I don’t remember much about it. I woke up in a hospital then went to live with my grammy. Found out most of the truth years later.

Grammy—my mom’s mom—was terrified I’d turn out like Dad and made me promise to study. To use my words instead of my fists. She resented me, though. The year I turned fourteen, on my mom’s birthday, she told me my mom married my dad because she was pregnant with me. She stayed with him because of me. And she died trying to protect me.

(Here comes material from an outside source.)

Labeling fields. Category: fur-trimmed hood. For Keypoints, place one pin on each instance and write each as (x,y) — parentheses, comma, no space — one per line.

So I read, and I studied, and I learned how to speak in front of people. Captain of the debate team, I got a scholarship to an Ivy League college, earned a Ph.D. and got a PR job on the other side of the country that paid more money than I dreamed…

Everything was a façade.

An act to hide the truth.

That I’m nothing more than my dad’s son. Rage bubbles away in veins like a volcano waiting to erupt.

And it does, regularly.

The only thing I can do—the only thing I succeed in—is making sure that rage is never directed at a person.

The ax blade hits the wood with a dull thwack before it slices through the wood like butter. I chuck the smaller piece in the growing pile, then put the bigger chunk on the cutting block before repeating the process.

I can feel the beads of sweat pouring down the side of my temples, and my back. I’ve already cut enough wood for the week, but I don’t stop. I won’t until I feel the anger ebb back.

The January after I buried my best friend, I found out the bank had put this house up for sale. According to an old classmate, ownership defaulted to Lucy, but she hadn’t made any mortgage payments. That night, I bought the house, outright.

I thought maybe Lucy had spiraled. That needing to get away from everything for a while, she’d gone off the grid. The house would be there for her when she came home.

The rage won’t leave my body because the person I’m angry at is me.

During covid, when everyone was getting closer through Zoom calls, I was working. Trying to make the world a better place. Or, at least, that’s what I keep trying to convince myself.

I should have been reaching out to Lucy, especially after she lost her mom, Rene, to covid. Alec was overseas, and that responsibility fell on me. I called or Facetimed every few weeks, and she would greet me with a brave smile, tell me everything was okay, and that she didn’t need anything.

Not long before Thanksgiving, I called, only partially paying attention as she told me about the guy she’d met who was a student at the prestigious James Keyingham University, but he wasn’t an asshole like the others.

The only thing I’d said to her was not to get too attached to someone whose bank balance had the same number of digits as his phone number.